Do nowych wyzwań instytutu – jak mówił prof. Henryk Skarżyński – trzeba zaliczyć opracowanie programu dotyczącego poprawy komunikacji poprzez wczesne wykrywanie zaburzeń narządów zmysłów. – W tym przypadku pandemia zmieniła nieco nasze plany – przyznał. – Z uwagi na obostrzenia sanitarne nie mogliśmy bowiem dotrzeć do miejsc, w których takie programy wcześniej zainicjowaliśmy ( w polskich szkołach i różnych placówkach w 25 krajach). Przystąpiliśmy zatem szybko do opracowania nowych programów z wykorzystaniem sztucznej inteligencji, dzięki którym można przeprowadzać takie badania zdalnie, bezkontaktowo, z zachowaniem reżimu sanitarnego. Pokazaliśmy, że te badania mogą być powszechne i tanie – mówił prof. Henryk Skarżyński.

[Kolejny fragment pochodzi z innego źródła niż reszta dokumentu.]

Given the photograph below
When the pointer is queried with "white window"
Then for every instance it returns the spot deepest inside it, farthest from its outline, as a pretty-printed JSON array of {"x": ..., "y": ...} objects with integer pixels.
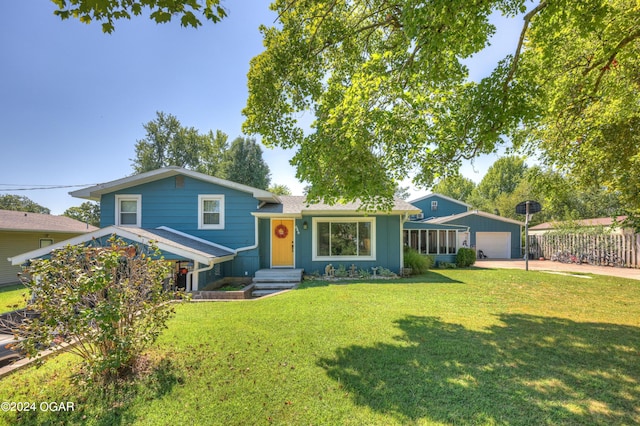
[
  {"x": 344, "y": 239},
  {"x": 210, "y": 211},
  {"x": 129, "y": 210}
]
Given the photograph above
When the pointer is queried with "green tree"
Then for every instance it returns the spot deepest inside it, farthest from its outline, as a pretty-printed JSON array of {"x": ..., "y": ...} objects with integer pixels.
[
  {"x": 22, "y": 204},
  {"x": 168, "y": 143},
  {"x": 107, "y": 12},
  {"x": 109, "y": 301},
  {"x": 388, "y": 93},
  {"x": 279, "y": 189},
  {"x": 243, "y": 163},
  {"x": 86, "y": 212},
  {"x": 455, "y": 186},
  {"x": 501, "y": 178}
]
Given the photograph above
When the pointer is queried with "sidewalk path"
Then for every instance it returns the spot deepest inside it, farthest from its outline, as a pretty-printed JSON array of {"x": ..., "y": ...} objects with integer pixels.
[{"x": 548, "y": 265}]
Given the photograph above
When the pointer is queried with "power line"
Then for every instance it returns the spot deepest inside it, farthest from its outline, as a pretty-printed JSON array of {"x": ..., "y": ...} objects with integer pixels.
[{"x": 32, "y": 187}]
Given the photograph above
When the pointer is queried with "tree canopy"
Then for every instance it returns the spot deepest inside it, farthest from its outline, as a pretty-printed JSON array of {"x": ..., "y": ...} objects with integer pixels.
[
  {"x": 108, "y": 11},
  {"x": 21, "y": 203},
  {"x": 387, "y": 94}
]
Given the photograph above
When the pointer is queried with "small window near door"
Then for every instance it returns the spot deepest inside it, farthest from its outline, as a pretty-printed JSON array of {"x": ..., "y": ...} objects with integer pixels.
[
  {"x": 45, "y": 242},
  {"x": 128, "y": 210},
  {"x": 211, "y": 212}
]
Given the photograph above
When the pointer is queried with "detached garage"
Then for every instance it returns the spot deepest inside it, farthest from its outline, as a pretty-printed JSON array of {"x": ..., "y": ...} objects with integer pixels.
[{"x": 498, "y": 237}]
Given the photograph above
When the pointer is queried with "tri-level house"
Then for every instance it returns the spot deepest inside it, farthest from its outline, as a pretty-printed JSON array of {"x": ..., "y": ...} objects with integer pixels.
[
  {"x": 213, "y": 228},
  {"x": 216, "y": 228}
]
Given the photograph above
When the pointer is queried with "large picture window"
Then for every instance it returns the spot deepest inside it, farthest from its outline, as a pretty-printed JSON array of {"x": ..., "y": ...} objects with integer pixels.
[
  {"x": 432, "y": 241},
  {"x": 344, "y": 239},
  {"x": 128, "y": 210},
  {"x": 211, "y": 212}
]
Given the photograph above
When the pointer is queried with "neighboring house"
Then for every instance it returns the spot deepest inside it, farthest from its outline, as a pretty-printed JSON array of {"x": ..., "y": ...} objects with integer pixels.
[
  {"x": 445, "y": 224},
  {"x": 24, "y": 231},
  {"x": 612, "y": 224},
  {"x": 217, "y": 228}
]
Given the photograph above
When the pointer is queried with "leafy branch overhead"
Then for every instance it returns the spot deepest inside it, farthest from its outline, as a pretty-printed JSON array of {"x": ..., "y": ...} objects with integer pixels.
[
  {"x": 372, "y": 91},
  {"x": 190, "y": 12}
]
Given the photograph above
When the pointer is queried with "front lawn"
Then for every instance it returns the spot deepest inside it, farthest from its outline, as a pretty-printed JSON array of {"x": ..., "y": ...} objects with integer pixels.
[{"x": 450, "y": 347}]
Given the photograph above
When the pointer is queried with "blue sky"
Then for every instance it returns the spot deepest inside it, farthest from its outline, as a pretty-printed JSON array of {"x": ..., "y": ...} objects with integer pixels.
[{"x": 73, "y": 100}]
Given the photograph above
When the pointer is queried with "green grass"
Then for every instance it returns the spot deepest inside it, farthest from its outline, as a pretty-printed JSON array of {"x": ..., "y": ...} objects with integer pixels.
[
  {"x": 450, "y": 347},
  {"x": 12, "y": 297}
]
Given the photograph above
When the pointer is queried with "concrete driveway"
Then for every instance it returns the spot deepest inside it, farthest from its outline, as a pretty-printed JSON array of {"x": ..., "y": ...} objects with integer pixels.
[{"x": 548, "y": 265}]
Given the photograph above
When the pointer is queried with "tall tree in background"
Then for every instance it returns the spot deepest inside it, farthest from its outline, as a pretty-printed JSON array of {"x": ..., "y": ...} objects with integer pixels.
[
  {"x": 243, "y": 163},
  {"x": 387, "y": 91},
  {"x": 455, "y": 186},
  {"x": 87, "y": 212},
  {"x": 501, "y": 178},
  {"x": 168, "y": 143},
  {"x": 21, "y": 203}
]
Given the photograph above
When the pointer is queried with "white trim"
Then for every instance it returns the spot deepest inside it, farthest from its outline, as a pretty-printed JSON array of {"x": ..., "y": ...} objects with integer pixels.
[
  {"x": 314, "y": 239},
  {"x": 210, "y": 197},
  {"x": 200, "y": 240},
  {"x": 94, "y": 192},
  {"x": 129, "y": 197}
]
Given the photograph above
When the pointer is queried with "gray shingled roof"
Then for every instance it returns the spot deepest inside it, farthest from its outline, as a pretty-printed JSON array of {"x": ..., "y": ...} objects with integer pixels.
[
  {"x": 296, "y": 204},
  {"x": 11, "y": 220}
]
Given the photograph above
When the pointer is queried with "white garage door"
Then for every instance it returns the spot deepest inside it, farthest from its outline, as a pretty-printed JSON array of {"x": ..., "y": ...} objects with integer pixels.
[{"x": 495, "y": 245}]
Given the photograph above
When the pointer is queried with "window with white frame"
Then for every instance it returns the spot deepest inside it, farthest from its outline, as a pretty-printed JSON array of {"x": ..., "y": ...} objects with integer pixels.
[
  {"x": 432, "y": 241},
  {"x": 211, "y": 212},
  {"x": 344, "y": 239},
  {"x": 128, "y": 210}
]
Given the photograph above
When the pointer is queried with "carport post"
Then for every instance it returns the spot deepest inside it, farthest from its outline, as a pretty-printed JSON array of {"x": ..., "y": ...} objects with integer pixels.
[{"x": 526, "y": 239}]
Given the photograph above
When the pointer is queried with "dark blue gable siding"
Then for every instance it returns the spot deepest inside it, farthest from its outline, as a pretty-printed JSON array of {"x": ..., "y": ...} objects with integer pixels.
[
  {"x": 445, "y": 207},
  {"x": 166, "y": 204}
]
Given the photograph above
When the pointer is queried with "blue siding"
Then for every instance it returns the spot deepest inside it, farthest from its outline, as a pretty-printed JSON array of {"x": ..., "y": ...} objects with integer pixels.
[
  {"x": 485, "y": 224},
  {"x": 388, "y": 246},
  {"x": 164, "y": 204}
]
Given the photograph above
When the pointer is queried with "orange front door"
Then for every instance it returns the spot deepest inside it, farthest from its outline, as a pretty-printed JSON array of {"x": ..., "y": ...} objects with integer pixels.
[{"x": 282, "y": 231}]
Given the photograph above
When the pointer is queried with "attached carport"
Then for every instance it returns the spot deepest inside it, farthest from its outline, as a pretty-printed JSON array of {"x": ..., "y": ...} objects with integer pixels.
[
  {"x": 174, "y": 245},
  {"x": 498, "y": 237}
]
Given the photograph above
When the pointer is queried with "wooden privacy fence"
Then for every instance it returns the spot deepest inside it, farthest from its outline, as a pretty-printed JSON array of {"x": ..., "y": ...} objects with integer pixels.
[{"x": 601, "y": 249}]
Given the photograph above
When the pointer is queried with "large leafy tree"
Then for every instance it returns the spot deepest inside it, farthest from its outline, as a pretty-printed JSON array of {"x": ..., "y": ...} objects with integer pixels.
[
  {"x": 243, "y": 163},
  {"x": 107, "y": 12},
  {"x": 21, "y": 203},
  {"x": 388, "y": 94},
  {"x": 455, "y": 186},
  {"x": 169, "y": 143}
]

W podsumowaniu debaty dr hab. Grzegorz Juszczyk podkreślał zasadność rozważanego obecnie przez Ministra Zdrowia i Agencję Badań Medycznych planu długofalowego finansowania badań epidemiologicznych, z kolei prof. Andrzej Kawecki zaznaczył, że Narodowa Strategia Onkologiczna po raz pierwszy daje nam szansę, aby pod względem wyleczalności na nowotwory złośliwe dogonić kraje zachodnie. Prof. Ewa Lech-Marańda odniosła się natomiast do sposobu finansowania instytutów medycznych, które nie tylko leczą, lecz także prowadzą działalność naukową. Dlatego ważne jest, aby dotacje z Ministerstwa Edukacji i Nauki na naukę nie spadały, tylko wzrastały. – Bez inwestycji na naukę nie stworzymy właściwych warunków do prowadzenia badań naukowych, nie będzie też można pozyskać wielu naukowców – zaznaczała. Współprowadzący dr Marek Migdał, wyrażając zaniepokojenie odnośnie płacowych oczekiwań personelu medycznego, zaznaczał, że wynagrodzenia pośrednio wiążą się z finansowaniem procedur przez Narodowy Fundusz Zdrowia. Jak podkreślał, w instytutach medycznych procedury te powinny być inaczej, lepiej wycenione niż w ośrodkach, które są na niższych poziomach referencyjnych. Wszyscy uczestnicy debaty byli co do tego zgodni.
– Jesteśmy niezbędnym ogniwem systemu ochrony zdrowia w naszym kraju. Nasze instytutowe liczne zespoły eksperckie są obecne w praktycznie wszystkich specjalnościach medycyny. W wielu ich rola jest wiodąca – podsumował debatę prof. Henryk Skarżyński.